Genetic Algorithm-Driven Hyperparameter Optimization for Precision Sickle Cell Disease Prognosis
摘要
Sickle cell disease (SCD) poses significant diagnostic challenges, necessitating precise and reliable classification methods for effective patient management. This study employs various machine learning models, including CatBoost, K-Nearest Neighbors (KNN), Extra Trees, Random Forest, Gaussian Naive Bayes, Logistic Regression, Decision Tree, XGBoost, SVM, MLP, and AdaBoost and Gradient Boosting, to enhance diagnostic accuracy for SCD. The comprehensive dataset, extracted from the western part of Odisha and mapped with Alpha-2_20032, was crucial for training and validation. We optimized model performance using Genetic Algorithm (GA) feature selection and optuna driven hyperparameter tuning. CatBoost achieved the highest accuracy of 98.97%, benefiting from its effective handling of categorical variables and robust boosting framework. KNN and Extra Trees also performed well, each with an accuracy of 97.95%, due to optimized decision boundaries and feature importance assessments.

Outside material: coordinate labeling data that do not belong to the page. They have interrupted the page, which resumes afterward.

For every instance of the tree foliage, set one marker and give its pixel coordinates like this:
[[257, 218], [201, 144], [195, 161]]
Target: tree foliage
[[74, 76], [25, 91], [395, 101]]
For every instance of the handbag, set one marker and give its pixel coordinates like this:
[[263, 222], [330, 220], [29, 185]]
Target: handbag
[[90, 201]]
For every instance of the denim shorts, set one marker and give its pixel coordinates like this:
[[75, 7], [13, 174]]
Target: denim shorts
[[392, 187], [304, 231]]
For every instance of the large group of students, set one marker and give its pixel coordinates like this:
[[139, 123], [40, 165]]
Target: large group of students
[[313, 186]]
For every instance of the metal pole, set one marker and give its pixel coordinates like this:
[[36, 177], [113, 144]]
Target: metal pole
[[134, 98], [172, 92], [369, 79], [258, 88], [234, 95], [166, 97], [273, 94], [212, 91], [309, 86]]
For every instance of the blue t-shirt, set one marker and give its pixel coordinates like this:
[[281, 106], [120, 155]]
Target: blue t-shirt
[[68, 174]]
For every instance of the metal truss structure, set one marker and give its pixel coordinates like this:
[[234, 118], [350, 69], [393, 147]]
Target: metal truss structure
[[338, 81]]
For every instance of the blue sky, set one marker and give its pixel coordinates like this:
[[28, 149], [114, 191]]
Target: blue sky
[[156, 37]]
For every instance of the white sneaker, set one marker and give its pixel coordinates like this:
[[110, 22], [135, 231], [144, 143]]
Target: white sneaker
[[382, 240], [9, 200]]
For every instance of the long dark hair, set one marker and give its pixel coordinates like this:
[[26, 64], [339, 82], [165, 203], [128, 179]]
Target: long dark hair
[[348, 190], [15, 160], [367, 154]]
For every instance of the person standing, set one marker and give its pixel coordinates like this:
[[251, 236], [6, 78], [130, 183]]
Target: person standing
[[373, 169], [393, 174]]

In contrast, Gaussian Naive Bayes had a lower accuracy of 77.55%, likely due to its assumption of feature independence, which may not suit the interdependent dataset variables. Hyperparameter tuning, focusing on parameters such as ‘max_depth’, ‘n_estimators’, ‘C’, and ‘gamma’, was critical for enhancing predictive performance across all models. This study underscores the importance of model selection and hyperparameter optimization in improving SCD diagnostic accuracy, with significant implications for patient care. Future research will incorporate additional clinical features and explore deep learning techniques to further enhance diagnostic capabilities.